Learning About Atmel RZRAVEN

Description:

Introduction

ATAVRRZRAVEN 2.4 GHz Evaluation and Starter Kit product page

Product Links

ATmega3290 -- product page for microcontroller used for the LCD control (and more?).

ATmega1284P

AVR Studio 4.14 Release Candidate 1 -- This has a slightly more recent version of the Wireless tools (1.0.0.5 vs 1.0.0.2). (Main Atmel Betaware page.)

List of datasheets for ICs used in RZRaven

USB Reverse Engineering Links

USBSnoop 1.8 -- I used this version of the USB Sniffer, there are also earlier USBSnoop and more recent USBSnoop versions (the latter requires .Net).

USB RE Guides: "Howto...Write an initialization function for your webcam", USBSnoop Reverse Engineering, "Reverse engineering Windows USB device drivers for the purpose of creating compatible device drivers for Linux"

libusb and PyUSB links

PyUSB module documentation

lsusb, usbenum -- example Python code

missle.py -- USB missle launch control, real example of how to send messages, connect etc. (I cargo-culted a couple of initialisation things from this.)

Issues

Context menu says "Sent message to all" instead of "Send message to all".
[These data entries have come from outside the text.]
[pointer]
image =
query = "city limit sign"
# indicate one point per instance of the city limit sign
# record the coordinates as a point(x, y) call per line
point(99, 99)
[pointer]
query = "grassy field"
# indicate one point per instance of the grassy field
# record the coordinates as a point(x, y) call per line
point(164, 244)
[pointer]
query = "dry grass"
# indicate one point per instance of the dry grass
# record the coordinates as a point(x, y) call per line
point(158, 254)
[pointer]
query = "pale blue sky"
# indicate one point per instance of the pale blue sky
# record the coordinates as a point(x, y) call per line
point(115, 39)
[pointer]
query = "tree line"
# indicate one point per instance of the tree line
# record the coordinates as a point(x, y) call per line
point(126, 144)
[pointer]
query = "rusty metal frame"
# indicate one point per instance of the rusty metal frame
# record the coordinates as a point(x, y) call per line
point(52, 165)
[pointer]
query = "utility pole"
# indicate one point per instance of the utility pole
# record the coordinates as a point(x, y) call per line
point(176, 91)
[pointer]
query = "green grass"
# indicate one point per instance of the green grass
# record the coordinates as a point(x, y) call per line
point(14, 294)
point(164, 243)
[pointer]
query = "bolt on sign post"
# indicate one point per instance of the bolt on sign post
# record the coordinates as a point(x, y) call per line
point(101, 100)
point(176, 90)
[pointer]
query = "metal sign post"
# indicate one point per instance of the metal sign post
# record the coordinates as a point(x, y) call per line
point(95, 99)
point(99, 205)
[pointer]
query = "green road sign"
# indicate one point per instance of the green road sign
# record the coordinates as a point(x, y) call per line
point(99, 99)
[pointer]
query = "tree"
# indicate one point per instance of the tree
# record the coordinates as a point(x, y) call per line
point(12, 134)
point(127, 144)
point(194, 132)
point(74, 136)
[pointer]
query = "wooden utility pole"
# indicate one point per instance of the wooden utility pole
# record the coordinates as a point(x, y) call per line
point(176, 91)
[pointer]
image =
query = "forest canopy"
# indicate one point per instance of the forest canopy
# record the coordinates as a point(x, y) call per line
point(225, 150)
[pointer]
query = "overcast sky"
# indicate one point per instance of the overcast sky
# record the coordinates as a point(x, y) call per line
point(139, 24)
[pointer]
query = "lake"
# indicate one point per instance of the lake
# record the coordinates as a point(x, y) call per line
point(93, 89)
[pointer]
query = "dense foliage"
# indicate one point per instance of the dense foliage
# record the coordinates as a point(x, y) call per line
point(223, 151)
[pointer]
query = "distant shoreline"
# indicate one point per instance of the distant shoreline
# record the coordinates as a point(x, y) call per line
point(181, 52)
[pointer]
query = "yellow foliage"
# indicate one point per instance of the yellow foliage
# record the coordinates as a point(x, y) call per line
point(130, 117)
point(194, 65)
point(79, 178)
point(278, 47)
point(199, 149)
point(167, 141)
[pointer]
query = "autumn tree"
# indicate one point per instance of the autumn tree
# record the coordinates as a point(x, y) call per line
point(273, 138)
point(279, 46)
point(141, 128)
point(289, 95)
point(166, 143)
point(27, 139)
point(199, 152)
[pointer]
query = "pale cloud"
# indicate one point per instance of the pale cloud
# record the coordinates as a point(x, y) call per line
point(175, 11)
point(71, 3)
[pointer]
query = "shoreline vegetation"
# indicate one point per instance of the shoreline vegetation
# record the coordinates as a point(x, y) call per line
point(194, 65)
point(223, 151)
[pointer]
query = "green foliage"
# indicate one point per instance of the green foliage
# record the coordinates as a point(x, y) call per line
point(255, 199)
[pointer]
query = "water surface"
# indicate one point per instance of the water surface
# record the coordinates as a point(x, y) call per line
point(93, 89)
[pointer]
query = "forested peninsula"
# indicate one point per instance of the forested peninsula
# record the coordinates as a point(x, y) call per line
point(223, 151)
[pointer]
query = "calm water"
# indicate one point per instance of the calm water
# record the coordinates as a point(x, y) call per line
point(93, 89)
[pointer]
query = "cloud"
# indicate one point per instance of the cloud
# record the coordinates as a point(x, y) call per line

Sniffer doesn't seem to work at the same time as the coordinator.

To read the temperature the Debug option needs to be disabled on the Raven every time it reboots.

Can't read all messages in inbox?

(Response)

Code

test_raven_usb_20080415.py -- Initial proof-of-concept hacky code to connect to the Raven USB Dongle from Python. (Has been tested on Mac OS X 10.2, should work anywhere libusb/PyUSB does.) Requires: libusb, PyUSB. (Previous version: test_raven_usb.py)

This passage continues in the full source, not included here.